Die neue Unterkunfts-Plattform Wimdu bietet 50.000 Wohnungen für Kurzzeitmieter in 100 Ländern - vom einfachen WG-Zimmer bis zur Penthouse-Loft.

Von Carsten Weidemann

08/15! Das ist die Kurzfassung dessen, was einen üblicherweise in Hotels erwartet, vor allem in denen, die sich im Low-Cost-Bereich etabliert haben. Bettenbunker mit zahlreichen Zimmern, die meistens okay sind, aber doch ziemlich trostlos wirken. Mit einem Frühstücksraum, der noch trauriger stimmt. Und in Metropolen wie London zu Preisen, die erst recht für schlechte Stimmung sorgen. Mit jeder Übernachtung in einem dieser Hotels wächst die Sehnsucht nach Abwechslung.

Mit Wimdu ist in Berlin 2011 ein Startup an den Markt gegangen, das genau diesem Wunsch Rechnung tragen will: Weg von uniformen Bettenburgen hin zu individuellen Unterkünften. Und das zu Preisen jenseits der schicken Design-Hotels.

Schwule und Lesben reisen zur CSD-Saison in die Hauptstädte


Barocke Privatunterkunft, natürlich in Wien

Vom Konzept her ist Wimdu ein "aufgebohrtes" Bed & Breakfast. Nur das man hier vor der Gefahr gefeit, ebenfalls in die Trostlos-Falle zu geraten. Denn manche B&B-Privatunterkünfte sind lieblos mit Ikea-Kram vollgestellte Zimmer, die denen die Vermieter sich möglichst einfach ein Zubrot verdienen wollen.

Qualität und Individualität sollen bei Wimdu zusammengehören. In kurzer Zeit konnte man bereits 50.000 Angebote in 100 Ländern auf der neuen Plattform versammeln. Vom WG-Zimmer in Berlin bis hin zum Penthouse in New York ist alles im Angebot. Der Vorteil gegenüber dem Hotel: Der Reisende ist nah am Alltag, und er bekommt sehr unterschiedliche Wohnmöglichkeiten vermittelt, die von schräg-bunt bis edel-luxuriös reichen.

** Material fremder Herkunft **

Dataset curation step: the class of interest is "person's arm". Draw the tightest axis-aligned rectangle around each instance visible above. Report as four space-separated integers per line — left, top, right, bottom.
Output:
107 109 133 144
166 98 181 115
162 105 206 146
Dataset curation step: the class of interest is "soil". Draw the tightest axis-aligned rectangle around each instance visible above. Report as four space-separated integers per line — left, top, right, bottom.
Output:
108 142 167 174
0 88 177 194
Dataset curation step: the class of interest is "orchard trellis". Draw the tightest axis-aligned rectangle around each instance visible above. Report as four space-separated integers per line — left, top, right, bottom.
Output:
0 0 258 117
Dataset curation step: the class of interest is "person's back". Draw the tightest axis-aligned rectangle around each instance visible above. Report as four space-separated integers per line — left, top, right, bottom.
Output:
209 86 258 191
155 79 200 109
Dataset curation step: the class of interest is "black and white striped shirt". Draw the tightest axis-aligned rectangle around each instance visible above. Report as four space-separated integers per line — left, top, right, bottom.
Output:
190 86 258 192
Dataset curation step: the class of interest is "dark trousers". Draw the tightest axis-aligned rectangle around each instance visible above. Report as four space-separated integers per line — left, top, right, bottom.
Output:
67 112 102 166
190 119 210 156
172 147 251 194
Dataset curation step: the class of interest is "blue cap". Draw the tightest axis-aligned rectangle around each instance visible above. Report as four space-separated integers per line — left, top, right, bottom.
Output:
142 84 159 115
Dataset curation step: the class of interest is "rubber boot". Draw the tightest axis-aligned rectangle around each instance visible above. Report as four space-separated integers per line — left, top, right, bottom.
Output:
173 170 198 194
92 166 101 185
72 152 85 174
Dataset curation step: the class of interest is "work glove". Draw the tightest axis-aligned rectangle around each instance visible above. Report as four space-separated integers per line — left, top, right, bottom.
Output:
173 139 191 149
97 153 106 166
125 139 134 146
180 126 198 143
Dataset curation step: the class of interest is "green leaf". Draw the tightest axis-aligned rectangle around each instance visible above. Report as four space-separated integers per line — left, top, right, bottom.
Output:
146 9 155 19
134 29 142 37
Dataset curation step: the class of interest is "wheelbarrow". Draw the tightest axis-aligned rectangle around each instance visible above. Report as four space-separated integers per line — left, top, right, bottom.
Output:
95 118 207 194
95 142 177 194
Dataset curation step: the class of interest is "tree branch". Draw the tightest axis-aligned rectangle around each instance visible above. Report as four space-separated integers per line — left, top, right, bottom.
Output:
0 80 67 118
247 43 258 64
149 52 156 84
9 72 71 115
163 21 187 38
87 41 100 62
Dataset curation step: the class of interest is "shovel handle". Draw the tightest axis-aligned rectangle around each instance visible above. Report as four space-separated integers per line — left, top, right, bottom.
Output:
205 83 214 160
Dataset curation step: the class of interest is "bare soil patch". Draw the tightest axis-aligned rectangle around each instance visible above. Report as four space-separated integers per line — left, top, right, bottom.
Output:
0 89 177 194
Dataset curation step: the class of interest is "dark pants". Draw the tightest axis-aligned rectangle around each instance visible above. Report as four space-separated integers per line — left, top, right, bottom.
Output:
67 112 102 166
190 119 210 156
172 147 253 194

Vor allem bei Schwulen und Lesben sind Apartments auf Reisen beliebt, weil sie Unabhängigkeit und Privatsphäre garantieren - insbesondere zur CSD-Saison. Lernt man im Urlaub beispielsweise jemanden kennen, gibt es in diesen Unterkünften garantiert keine blöden Blicke eines Herrn an der Rezeption.

Eigene Wohnungen und Zimmer auf Wimdu anbieten


Luftige Loft mit Strandanschluss: Mauritius

Auch für Vermieter ist Wimdu interessant: Die Plattform ermöglicht es jedem, seine Wohnung, sein Haus oder das eigene WG-Zimmer für Reisende zur Verfügung stellen.

Wimdu übernimmt die Abwicklung der Buchung und der Online-Zahlung. Die Mietkosten werden zunächst als Sicherheit deponiert und 24 Stunden nach Ankunft des Urlaubers an den Vermieter überwiesen. Damit ist man schneller als zum Beispiel das amerikanische Airbnb, das nach demselben Konzept arbeitet. Sowohl Gast als auch Host bewerten sich anschließend gegenseitig im Bewertungssystem.

Fazit: Als individuelle Alternative, besonders zur CSD-Saison, ist die neue Plattform eine gute Anlaufstelle. Mit Ferienwohnungen zum Beispiel in Rom, Barcelona, Madrid, Sydney, Amsterdam, Budapest oder San Francisco ist der Anschluss an die Szene garantiert.